O bêbado defende ante o
delegado os aposentados do setor público e diz que não há um déficit crescente
da Previdência estrangulando as contas públicas. Mas o fato é que há uma
desproporção absurda entre o total pago aos 3,5 milhões de empregados do setor
público (R$ 254 bilhões, ou 4,25% do PIB) e o que é pago aos 26 milhões de
aposentados do setor privado (R$ 454 bilhões, ou 7,6% do PIB). No delírio,
esquece que os 26 milhões de brasileiros do setor privado geram um déficit de
cerca de R$ 86 bilhões, enquanto os distintos 3,5 milhões (de canadenses ou
escandinavos?) do setor público castigam a Previdência com um rombo de R$ 132
bilhões.
O que dá mais graça às nossas
bossas são os valores das aposentadorias. Brasileiros do setor privado recebem
de R$ 880 a R$ 5.189,82, limite superior imposto ainda que o salário na ativa
tenha sido bem maior. Já os brasileiros servidores públicos, ao se aposentarem,
recebem o salário integral que tinham na ativa. Entra-se aí no obscuro
território de uma sociedade de castas colonial. Curiosamente, aqui o bêbado e o
delegado se entendem: Para que mexer nesta história sem nexo? Para que reformar
a Previdência, se o objetivo dos políticos de esquerda, direita e “meia-volta
volver” (centrão?) é manter tudo como está?
Em 2016 a Previdência Social
(INSS) arrecadou R$ 358 bilhões, bem abaixo do que teve de pagar em benefícios:
cerca de R$ 508 bilhões. A diferença gerou um déficit de R$ 150 bilhões. A
conta não fecha, obviamente, mas o bêbado insiste em que não só fecha, como
teria superávit. A narrativa é de que não haveria déficit, não fosse a desoneração
da folha de pagamentos e renúncias de maior impacto, como o Simples Nacional,
filantrópicas, apoio à exportação rural e microempreendedor, entre outras, que
foram aplaudidas pelo bêbado quando estava sóbrio. Os números mostram algo
diferente: a soma das renúncias legais chega a R$ 42,8 bilhões, valor
claramente aquém do déficit.
Não se dando por vencido,
aponta a Desvinculação de Receitas da União (DRU) como uma das causas do
déficit e, se extinta, geraria superávit na Previdência. Mas a DRU permite que
a União utilize livremente 30% da arrecadação vinculada ao orçamento da Seguridade
Social (saúde e a assistência social).
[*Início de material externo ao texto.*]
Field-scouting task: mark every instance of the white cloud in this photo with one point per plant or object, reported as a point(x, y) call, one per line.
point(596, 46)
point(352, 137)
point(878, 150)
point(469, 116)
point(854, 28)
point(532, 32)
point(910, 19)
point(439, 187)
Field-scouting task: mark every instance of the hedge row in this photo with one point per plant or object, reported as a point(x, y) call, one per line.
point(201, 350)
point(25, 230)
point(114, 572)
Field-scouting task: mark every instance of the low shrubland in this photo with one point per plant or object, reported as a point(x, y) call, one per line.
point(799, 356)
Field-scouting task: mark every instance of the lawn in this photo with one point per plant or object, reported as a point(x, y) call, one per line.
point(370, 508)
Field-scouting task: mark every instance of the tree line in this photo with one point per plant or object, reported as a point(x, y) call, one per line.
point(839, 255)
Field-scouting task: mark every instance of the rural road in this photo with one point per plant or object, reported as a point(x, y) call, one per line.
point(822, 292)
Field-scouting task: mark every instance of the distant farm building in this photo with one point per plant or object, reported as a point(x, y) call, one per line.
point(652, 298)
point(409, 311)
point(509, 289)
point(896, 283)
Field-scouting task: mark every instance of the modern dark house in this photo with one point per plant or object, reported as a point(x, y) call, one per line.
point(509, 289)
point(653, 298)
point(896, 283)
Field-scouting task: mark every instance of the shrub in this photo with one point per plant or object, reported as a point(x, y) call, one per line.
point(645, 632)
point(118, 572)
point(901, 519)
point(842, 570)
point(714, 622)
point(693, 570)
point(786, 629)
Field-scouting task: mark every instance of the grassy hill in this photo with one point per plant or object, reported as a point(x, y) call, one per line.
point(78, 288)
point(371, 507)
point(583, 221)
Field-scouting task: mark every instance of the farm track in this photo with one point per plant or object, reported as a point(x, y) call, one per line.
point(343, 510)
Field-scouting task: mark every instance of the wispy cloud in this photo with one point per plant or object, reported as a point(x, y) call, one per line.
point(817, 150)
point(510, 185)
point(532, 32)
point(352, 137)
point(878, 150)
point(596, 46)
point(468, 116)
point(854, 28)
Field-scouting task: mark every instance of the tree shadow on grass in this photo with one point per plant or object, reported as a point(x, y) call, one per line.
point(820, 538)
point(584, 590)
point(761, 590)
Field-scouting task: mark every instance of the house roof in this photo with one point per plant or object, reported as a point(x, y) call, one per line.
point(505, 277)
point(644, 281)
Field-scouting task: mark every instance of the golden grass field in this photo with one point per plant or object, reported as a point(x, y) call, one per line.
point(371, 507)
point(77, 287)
Não incide sobre o que o INSS arrecada
com as contribuições.
A esta altura, cabe ao
delegado dizer claramente ao bêbado que, se nada for feito, o déficit, que
cresce aceleradamente, tornará a Previdência Social insustentável, pondo em
risco a aposentadoria de milhões de brasileiros. Como, aliás, já acontece com o
funcionalismo de vários Estados.
Título e Texto: Josef Barat, O Estado de S. Paulo,
20-10-2017
Relacionados:
Nenhum comentário:
Postar um comentário
Não publicamos comentários de anônimos/desconhecidos.
Por favor, se optar por "Anônimo", escreva o seu nome no final do comentário.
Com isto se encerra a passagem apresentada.